L’équipe de calcul de Fertig a utilisé des techniques d’apprentissage automatique pour trouver des modèles parmi l’expression de l’ARN de chaque cellule, un cousin de l’ADN impliqué dans la production de protéines. Les scientifiques ont découvert que la plupart des cellules métastatiques se transformaient en un état EMT hybride plus mobile et plus résistant. L’équipe d’Ewald a ensuite validé ces états dans des échantillons de huit patients atteints de tumeurs triples négatives, en examinant à la fois les tumeurs primaires et les tissus des sites métastatiques des mêmes patients.
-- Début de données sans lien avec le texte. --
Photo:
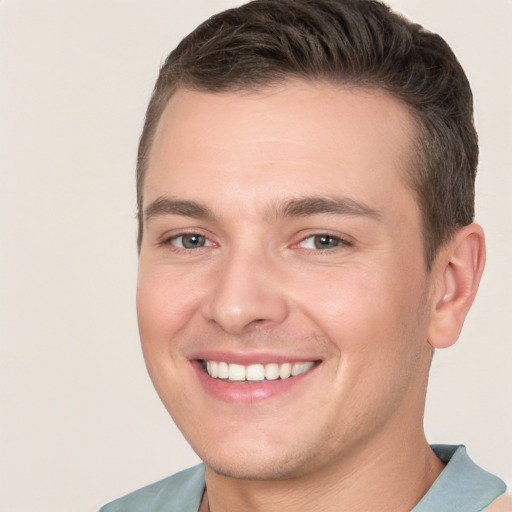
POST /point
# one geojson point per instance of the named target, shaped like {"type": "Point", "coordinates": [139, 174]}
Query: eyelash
{"type": "Point", "coordinates": [339, 242]}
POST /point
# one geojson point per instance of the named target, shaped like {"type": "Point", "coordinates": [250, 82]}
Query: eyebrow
{"type": "Point", "coordinates": [296, 207]}
{"type": "Point", "coordinates": [306, 206]}
{"type": "Point", "coordinates": [169, 206]}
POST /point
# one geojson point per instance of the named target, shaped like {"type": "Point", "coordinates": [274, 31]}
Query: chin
{"type": "Point", "coordinates": [249, 468]}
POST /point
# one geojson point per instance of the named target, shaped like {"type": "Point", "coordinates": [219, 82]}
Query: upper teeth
{"type": "Point", "coordinates": [256, 372]}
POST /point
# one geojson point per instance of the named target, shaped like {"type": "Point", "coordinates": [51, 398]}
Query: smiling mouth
{"type": "Point", "coordinates": [255, 372]}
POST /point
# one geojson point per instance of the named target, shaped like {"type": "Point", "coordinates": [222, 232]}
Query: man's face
{"type": "Point", "coordinates": [279, 231]}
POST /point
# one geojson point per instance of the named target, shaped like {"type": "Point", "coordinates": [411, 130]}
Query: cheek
{"type": "Point", "coordinates": [165, 302]}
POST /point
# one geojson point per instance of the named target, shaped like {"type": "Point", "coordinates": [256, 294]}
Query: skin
{"type": "Point", "coordinates": [365, 307]}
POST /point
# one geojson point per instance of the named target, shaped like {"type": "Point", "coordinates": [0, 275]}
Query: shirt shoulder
{"type": "Point", "coordinates": [181, 492]}
{"type": "Point", "coordinates": [462, 486]}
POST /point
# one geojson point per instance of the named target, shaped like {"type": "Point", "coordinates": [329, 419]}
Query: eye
{"type": "Point", "coordinates": [190, 241]}
{"type": "Point", "coordinates": [322, 241]}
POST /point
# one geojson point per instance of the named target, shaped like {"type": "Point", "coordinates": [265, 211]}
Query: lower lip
{"type": "Point", "coordinates": [247, 392]}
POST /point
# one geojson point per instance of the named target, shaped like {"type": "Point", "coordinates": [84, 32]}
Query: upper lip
{"type": "Point", "coordinates": [247, 358]}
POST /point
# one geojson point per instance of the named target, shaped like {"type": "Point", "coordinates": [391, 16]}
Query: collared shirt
{"type": "Point", "coordinates": [461, 487]}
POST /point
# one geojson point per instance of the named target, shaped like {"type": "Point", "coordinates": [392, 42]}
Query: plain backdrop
{"type": "Point", "coordinates": [80, 423]}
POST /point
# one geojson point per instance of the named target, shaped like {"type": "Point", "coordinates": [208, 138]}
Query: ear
{"type": "Point", "coordinates": [458, 269]}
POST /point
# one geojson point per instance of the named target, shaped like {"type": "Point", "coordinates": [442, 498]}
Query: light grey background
{"type": "Point", "coordinates": [80, 423]}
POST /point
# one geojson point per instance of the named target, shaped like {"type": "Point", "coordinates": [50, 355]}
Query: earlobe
{"type": "Point", "coordinates": [458, 270]}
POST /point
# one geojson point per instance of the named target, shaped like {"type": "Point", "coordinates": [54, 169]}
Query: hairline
{"type": "Point", "coordinates": [410, 175]}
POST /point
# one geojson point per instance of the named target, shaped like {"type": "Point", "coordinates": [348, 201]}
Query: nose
{"type": "Point", "coordinates": [246, 291]}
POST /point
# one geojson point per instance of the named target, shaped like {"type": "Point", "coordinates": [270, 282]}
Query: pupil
{"type": "Point", "coordinates": [323, 241]}
{"type": "Point", "coordinates": [193, 241]}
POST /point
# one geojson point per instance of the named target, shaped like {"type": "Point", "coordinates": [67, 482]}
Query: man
{"type": "Point", "coordinates": [306, 201]}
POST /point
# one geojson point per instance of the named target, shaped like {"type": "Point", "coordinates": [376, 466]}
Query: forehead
{"type": "Point", "coordinates": [299, 136]}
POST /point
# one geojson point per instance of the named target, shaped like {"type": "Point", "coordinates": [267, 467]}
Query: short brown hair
{"type": "Point", "coordinates": [357, 42]}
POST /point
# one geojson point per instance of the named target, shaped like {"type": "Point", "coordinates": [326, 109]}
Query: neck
{"type": "Point", "coordinates": [389, 477]}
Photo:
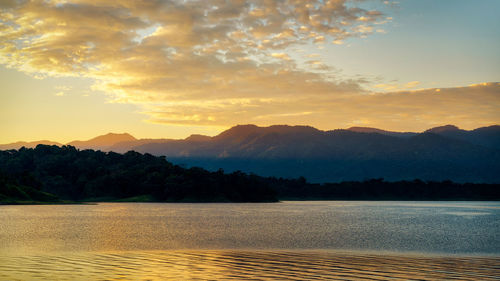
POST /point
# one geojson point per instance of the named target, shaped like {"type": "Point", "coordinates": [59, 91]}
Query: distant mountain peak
{"type": "Point", "coordinates": [443, 129]}
{"type": "Point", "coordinates": [108, 139]}
{"type": "Point", "coordinates": [197, 137]}
{"type": "Point", "coordinates": [365, 130]}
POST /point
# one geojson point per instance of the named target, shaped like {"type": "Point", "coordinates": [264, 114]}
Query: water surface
{"type": "Point", "coordinates": [292, 240]}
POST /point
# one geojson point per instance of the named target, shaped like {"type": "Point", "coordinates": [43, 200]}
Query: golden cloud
{"type": "Point", "coordinates": [214, 62]}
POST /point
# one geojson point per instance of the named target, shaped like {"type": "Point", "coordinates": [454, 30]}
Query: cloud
{"type": "Point", "coordinates": [470, 107]}
{"type": "Point", "coordinates": [217, 63]}
{"type": "Point", "coordinates": [397, 86]}
{"type": "Point", "coordinates": [156, 51]}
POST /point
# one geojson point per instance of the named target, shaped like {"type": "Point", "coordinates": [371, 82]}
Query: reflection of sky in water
{"type": "Point", "coordinates": [420, 227]}
{"type": "Point", "coordinates": [465, 214]}
{"type": "Point", "coordinates": [244, 265]}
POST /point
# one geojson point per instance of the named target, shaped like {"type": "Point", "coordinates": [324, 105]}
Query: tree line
{"type": "Point", "coordinates": [58, 174]}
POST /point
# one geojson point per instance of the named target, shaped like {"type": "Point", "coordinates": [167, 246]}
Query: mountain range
{"type": "Point", "coordinates": [357, 153]}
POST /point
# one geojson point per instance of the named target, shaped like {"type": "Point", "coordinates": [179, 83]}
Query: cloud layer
{"type": "Point", "coordinates": [217, 62]}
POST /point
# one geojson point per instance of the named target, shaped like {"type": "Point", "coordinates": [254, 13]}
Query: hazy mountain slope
{"type": "Point", "coordinates": [485, 136]}
{"type": "Point", "coordinates": [357, 153]}
{"type": "Point", "coordinates": [382, 132]}
{"type": "Point", "coordinates": [32, 144]}
{"type": "Point", "coordinates": [286, 151]}
{"type": "Point", "coordinates": [103, 142]}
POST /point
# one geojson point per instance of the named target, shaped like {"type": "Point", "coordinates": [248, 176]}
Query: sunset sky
{"type": "Point", "coordinates": [77, 69]}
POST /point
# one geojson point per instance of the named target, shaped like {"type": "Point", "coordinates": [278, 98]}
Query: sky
{"type": "Point", "coordinates": [167, 69]}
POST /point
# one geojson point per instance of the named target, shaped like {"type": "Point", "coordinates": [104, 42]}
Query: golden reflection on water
{"type": "Point", "coordinates": [244, 265]}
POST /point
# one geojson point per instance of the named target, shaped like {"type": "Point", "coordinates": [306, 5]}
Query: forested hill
{"type": "Point", "coordinates": [54, 174]}
{"type": "Point", "coordinates": [71, 174]}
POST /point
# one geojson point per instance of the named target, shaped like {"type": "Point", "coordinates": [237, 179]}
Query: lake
{"type": "Point", "coordinates": [301, 240]}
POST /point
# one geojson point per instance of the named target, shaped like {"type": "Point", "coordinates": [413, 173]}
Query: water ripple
{"type": "Point", "coordinates": [245, 265]}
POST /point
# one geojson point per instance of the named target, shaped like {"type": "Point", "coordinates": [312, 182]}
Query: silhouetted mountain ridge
{"type": "Point", "coordinates": [357, 153]}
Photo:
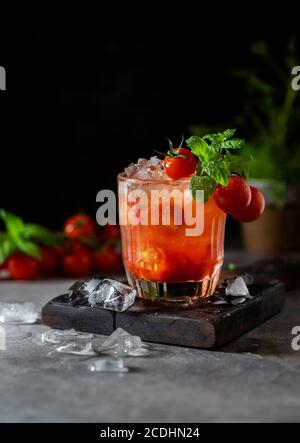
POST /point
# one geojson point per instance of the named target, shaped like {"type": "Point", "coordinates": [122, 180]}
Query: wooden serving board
{"type": "Point", "coordinates": [201, 325]}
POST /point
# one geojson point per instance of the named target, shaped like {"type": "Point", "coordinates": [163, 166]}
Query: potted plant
{"type": "Point", "coordinates": [271, 114]}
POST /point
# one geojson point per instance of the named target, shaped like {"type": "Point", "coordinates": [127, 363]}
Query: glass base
{"type": "Point", "coordinates": [180, 292]}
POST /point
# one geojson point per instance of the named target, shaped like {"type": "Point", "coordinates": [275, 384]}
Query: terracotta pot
{"type": "Point", "coordinates": [275, 231]}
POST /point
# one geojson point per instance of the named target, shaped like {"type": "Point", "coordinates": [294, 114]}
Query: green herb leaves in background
{"type": "Point", "coordinates": [216, 163]}
{"type": "Point", "coordinates": [23, 237]}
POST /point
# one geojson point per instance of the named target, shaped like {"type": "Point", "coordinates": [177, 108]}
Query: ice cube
{"type": "Point", "coordinates": [151, 169]}
{"type": "Point", "coordinates": [18, 313]}
{"type": "Point", "coordinates": [248, 279]}
{"type": "Point", "coordinates": [113, 295]}
{"type": "Point", "coordinates": [81, 289]}
{"type": "Point", "coordinates": [237, 288]}
{"type": "Point", "coordinates": [237, 300]}
{"type": "Point", "coordinates": [77, 348]}
{"type": "Point", "coordinates": [54, 337]}
{"type": "Point", "coordinates": [120, 342]}
{"type": "Point", "coordinates": [108, 365]}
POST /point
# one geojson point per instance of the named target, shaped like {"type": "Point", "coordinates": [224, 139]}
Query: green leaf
{"type": "Point", "coordinates": [29, 248]}
{"type": "Point", "coordinates": [213, 137]}
{"type": "Point", "coordinates": [7, 247]}
{"type": "Point", "coordinates": [40, 234]}
{"type": "Point", "coordinates": [14, 225]}
{"type": "Point", "coordinates": [199, 183]}
{"type": "Point", "coordinates": [218, 170]}
{"type": "Point", "coordinates": [234, 143]}
{"type": "Point", "coordinates": [198, 146]}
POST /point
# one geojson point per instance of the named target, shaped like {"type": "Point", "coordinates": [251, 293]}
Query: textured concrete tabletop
{"type": "Point", "coordinates": [256, 378]}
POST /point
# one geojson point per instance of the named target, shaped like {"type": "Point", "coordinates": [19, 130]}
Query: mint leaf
{"type": "Point", "coordinates": [199, 183]}
{"type": "Point", "coordinates": [234, 143]}
{"type": "Point", "coordinates": [7, 247]}
{"type": "Point", "coordinates": [215, 161]}
{"type": "Point", "coordinates": [218, 170]}
{"type": "Point", "coordinates": [239, 165]}
{"type": "Point", "coordinates": [198, 146]}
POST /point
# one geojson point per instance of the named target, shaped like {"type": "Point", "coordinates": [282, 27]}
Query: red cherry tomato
{"type": "Point", "coordinates": [183, 164]}
{"type": "Point", "coordinates": [78, 263]}
{"type": "Point", "coordinates": [23, 267]}
{"type": "Point", "coordinates": [234, 197]}
{"type": "Point", "coordinates": [255, 208]}
{"type": "Point", "coordinates": [108, 259]}
{"type": "Point", "coordinates": [49, 260]}
{"type": "Point", "coordinates": [79, 225]}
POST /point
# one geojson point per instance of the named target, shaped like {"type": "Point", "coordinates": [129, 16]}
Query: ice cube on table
{"type": "Point", "coordinates": [108, 365]}
{"type": "Point", "coordinates": [113, 295]}
{"type": "Point", "coordinates": [54, 337]}
{"type": "Point", "coordinates": [81, 289]}
{"type": "Point", "coordinates": [120, 342]}
{"type": "Point", "coordinates": [237, 288]}
{"type": "Point", "coordinates": [18, 313]}
{"type": "Point", "coordinates": [77, 348]}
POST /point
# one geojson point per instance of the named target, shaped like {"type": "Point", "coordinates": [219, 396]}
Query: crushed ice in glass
{"type": "Point", "coordinates": [113, 295]}
{"type": "Point", "coordinates": [144, 169]}
{"type": "Point", "coordinates": [108, 365]}
{"type": "Point", "coordinates": [120, 342]}
{"type": "Point", "coordinates": [18, 313]}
Au niveau moléculaire, les cellules les plus métastatiques ont produit cinq protéines appelées facteurs de transcription (Grhl2, Foxc2, Zeb1, Zeb2 et Ovol1) qui favorisent la fabrication de protéines impliquées soit dans l’invasion des cellules cancéreuses, soit dans la formation de colonies.
« Les différences moléculaires entre les tumeurs métastatiques et primaires sont probablement la raison pour laquelle les cellules tumorales métastatiques sont si résistantes aux traitements actuels », explique Ewald.
Son équipe étudie les moyens de bloquer les gènes des facteurs de transcription ou leurs protéines résultantes pour stopper la croissance du cancer métastatique ainsi que si les mêmes changements moléculaires et cellulaires se produisent dans d’autres cancers, tels que ceux du côlon, des glandes surrénales, de l’estomac et des petits intestin.